As a B-Schooler (someone who’s done Marie Forleo’s famous B School online program), I get newsletters and updates on the regular. Recently, there was an email asking us to submit questions for the call in show and I knew I needed to write in. So, I sat in my parked car and typed out what was on my heart at the moment.

Here’s what I wrote:

I just moved back to the US after 12 years in Europe. I’m having a hard time slowing down enough to enjoy the shift since I’m so determined to get my business moving here. How do I gain some self-patience?

And then, to my surprise a week or two later, I got an email saying that my question had been chosen.

I was so excited to get on that call – but in the end, they never made it to my question, so I didn’t get to talk to Marie. To be fair, I’m the type to answer questions for myself as soon as I ask for help (accepting help isn’t one of my strongest skills) so, I had already chilled quite a bit between the time I wrote the question and the time I got to the email. I sat down to write this to give myself the space to analyze what it was that I did, in the hopes that if you find yourself in a similar scenario – you can try it out too.

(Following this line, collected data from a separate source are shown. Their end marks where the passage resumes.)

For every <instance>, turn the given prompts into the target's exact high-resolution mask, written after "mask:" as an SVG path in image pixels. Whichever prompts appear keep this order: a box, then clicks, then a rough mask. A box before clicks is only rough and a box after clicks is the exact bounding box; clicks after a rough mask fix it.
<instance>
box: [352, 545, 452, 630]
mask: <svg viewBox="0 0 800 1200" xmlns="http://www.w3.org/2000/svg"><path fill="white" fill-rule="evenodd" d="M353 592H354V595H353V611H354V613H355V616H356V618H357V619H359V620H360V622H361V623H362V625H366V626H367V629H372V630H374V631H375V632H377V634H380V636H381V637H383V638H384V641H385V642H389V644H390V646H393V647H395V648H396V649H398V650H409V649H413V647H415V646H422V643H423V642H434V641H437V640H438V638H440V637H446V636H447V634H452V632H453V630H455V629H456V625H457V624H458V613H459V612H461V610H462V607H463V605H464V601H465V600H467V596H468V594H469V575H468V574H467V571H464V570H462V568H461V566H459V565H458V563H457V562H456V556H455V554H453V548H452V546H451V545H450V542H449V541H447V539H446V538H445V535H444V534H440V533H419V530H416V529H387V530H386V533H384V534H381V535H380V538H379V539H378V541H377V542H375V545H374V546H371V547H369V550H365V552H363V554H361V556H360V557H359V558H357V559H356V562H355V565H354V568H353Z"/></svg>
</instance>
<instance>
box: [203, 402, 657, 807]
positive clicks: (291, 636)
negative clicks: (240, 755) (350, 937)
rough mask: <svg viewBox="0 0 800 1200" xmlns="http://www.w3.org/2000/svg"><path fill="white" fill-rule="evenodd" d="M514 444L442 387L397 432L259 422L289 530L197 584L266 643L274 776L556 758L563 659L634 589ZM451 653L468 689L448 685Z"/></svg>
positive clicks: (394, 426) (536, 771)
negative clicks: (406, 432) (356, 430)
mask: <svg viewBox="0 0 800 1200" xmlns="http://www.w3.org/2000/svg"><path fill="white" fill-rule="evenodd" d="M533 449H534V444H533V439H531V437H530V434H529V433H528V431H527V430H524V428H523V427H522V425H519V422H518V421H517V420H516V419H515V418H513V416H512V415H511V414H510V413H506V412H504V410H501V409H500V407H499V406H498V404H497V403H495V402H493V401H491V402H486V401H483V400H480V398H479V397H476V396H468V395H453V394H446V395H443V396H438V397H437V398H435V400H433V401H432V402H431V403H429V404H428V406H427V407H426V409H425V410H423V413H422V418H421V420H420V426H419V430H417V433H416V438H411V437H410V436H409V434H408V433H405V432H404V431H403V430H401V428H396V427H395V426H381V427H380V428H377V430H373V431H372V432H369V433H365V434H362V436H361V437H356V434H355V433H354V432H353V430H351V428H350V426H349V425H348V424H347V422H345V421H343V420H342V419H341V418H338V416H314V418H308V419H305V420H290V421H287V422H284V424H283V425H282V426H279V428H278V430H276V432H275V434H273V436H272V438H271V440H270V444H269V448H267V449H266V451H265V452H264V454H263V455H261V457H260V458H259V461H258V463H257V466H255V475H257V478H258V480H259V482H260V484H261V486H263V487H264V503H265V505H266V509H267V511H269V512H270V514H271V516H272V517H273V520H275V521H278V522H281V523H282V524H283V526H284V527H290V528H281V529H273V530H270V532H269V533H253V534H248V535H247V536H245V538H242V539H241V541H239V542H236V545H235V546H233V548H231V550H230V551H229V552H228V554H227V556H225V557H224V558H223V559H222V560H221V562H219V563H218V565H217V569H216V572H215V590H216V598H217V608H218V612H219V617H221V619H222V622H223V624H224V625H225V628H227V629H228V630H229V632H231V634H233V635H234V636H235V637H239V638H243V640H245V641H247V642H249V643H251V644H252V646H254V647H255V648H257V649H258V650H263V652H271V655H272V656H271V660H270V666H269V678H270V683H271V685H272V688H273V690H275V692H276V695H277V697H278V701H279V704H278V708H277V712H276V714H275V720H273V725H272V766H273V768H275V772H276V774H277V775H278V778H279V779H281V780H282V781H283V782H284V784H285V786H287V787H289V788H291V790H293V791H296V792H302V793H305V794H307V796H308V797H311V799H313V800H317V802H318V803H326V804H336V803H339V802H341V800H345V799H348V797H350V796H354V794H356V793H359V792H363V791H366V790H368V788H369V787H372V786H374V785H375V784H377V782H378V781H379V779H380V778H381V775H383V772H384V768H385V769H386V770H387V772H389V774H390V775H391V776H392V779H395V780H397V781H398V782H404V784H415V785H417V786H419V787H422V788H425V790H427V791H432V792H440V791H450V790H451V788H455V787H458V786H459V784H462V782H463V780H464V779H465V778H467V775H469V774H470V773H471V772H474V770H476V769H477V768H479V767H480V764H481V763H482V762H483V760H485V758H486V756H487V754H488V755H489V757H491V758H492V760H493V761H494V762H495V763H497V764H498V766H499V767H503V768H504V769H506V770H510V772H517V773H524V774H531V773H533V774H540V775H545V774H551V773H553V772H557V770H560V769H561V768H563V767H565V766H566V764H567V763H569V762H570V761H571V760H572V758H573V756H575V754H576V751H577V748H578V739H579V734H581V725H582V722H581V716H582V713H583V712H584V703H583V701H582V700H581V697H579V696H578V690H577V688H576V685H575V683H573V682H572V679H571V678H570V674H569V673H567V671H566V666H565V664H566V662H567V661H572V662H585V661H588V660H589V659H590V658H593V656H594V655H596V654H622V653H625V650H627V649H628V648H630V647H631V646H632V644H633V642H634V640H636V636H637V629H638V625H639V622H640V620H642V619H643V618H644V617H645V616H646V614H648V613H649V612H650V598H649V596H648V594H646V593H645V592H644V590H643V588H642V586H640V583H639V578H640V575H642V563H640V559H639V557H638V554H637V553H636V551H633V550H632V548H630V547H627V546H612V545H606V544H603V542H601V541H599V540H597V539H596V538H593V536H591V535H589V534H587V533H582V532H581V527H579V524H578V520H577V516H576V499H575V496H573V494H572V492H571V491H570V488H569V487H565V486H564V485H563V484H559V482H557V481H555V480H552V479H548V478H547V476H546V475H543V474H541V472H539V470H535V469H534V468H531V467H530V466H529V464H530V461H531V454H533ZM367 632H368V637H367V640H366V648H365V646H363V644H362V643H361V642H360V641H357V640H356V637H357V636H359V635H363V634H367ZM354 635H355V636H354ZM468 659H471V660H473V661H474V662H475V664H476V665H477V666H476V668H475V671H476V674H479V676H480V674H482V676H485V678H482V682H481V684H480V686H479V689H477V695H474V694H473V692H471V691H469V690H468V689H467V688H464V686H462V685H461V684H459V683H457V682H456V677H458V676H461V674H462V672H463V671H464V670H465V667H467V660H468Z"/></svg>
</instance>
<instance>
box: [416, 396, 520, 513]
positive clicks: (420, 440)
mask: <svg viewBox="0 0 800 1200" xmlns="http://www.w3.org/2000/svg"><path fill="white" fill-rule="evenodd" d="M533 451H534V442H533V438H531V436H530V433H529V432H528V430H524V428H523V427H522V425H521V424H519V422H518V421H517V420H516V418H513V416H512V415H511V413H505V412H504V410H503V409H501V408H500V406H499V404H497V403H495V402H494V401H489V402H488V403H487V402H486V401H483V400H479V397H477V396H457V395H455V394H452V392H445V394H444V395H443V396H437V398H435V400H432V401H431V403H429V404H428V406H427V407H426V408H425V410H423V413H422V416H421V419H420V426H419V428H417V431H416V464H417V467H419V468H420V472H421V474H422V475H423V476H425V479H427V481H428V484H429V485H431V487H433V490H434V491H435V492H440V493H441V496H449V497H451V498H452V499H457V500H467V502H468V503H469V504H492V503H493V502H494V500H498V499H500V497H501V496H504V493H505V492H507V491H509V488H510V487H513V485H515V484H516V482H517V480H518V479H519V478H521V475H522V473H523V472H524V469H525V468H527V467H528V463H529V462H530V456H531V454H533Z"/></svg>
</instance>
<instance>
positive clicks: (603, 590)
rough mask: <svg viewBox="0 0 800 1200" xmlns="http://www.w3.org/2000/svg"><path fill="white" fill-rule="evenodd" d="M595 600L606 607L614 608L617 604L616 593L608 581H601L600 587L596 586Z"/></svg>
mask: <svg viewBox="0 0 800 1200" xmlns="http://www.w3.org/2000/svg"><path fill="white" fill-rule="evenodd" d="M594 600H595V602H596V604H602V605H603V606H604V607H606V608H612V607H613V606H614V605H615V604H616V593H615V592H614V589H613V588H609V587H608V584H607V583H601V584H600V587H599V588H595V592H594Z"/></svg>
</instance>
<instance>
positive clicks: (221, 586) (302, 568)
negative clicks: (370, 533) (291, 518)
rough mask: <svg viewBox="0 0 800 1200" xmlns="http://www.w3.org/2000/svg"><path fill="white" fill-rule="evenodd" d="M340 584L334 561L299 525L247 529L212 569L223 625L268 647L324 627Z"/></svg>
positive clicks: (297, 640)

The first thing that I knew I needed to do was change my internal speak. I was wondering through my days thinking “I’m so busy, I’m not going to finish in time, I have so much to do.. Over and over.

I needed a new mantra. I need something to repeat to myself over and over again as a reminder to s l o w d o w n. I love traditional mantras, but this time, I knew I needed to add in some humor because #laughteralwayshelps.

The sentence that popped into my mind is one that my father used to say to me when I first started driving and wanted to cruise 80mph down every highway I could get on… “Slow Down Sister Sledge!”

While I know this saying didn’t originate with Neil Donovan, I do know that when I say it in the tone that he says it, it makes me laugh and reminds me to slow the f down. (shout out to Sister Sledge!)


Every time I felt myself repeating the “I’m busy” internal speech, I made an effort to stop myself and replace it with: “Slow down Sister Sledge!”. And guess what – it worked.

The second thing was gifted to me during a facial gua sha class that I did with Britta Plug at Britta Studios in NYC. I don’t know if what she told us is true, but it made sense to me and inspired me to do things a little differently. She said that grooming is a natural part of our self-care, ingrained in us since primate time. Chimps, gorillas, monkeys, they all groom themselves and each other but only in times of peace and safety. As much as peace and safety is a cue that they can groom, grooming is a clue that they are safe. For us, it works much the same, taking the time to groom ourselves reminds us that there is time, that we are safe, that we can breathe.

I’m not a high maintenance type. I’m a quick shower, messy bun, get it done type. But since Britta’s class, I’ve been purposefully taking longer showers, massaging my scalp as I wash my hair, taking the time to wash my face at night (not my normal routine!) and put on night cream with a little gua sha to boot. I’ve been slowing down as I eat and ‘grooming’ my house without rushing. I’ve taken the time to clean things the right way, to breathe as I do it, to be mindful during chores.

And guess what, I already feel better. I’m more here. I’m more present, I’m more ready for my business to grow because I have the time, energy, and attention for it.

The best advice for me when I needed to build more self patience wasn’t asking the world to speed up to where I wanted it to be. It was asking myself to slow down, to remember being in the moment, to enjoy things and allow myself the luxury of self-care. Once my energy calmed down, I wasn’t feeling so impatient anymore… funny that.

Do you have a cue that reminds you to slow down?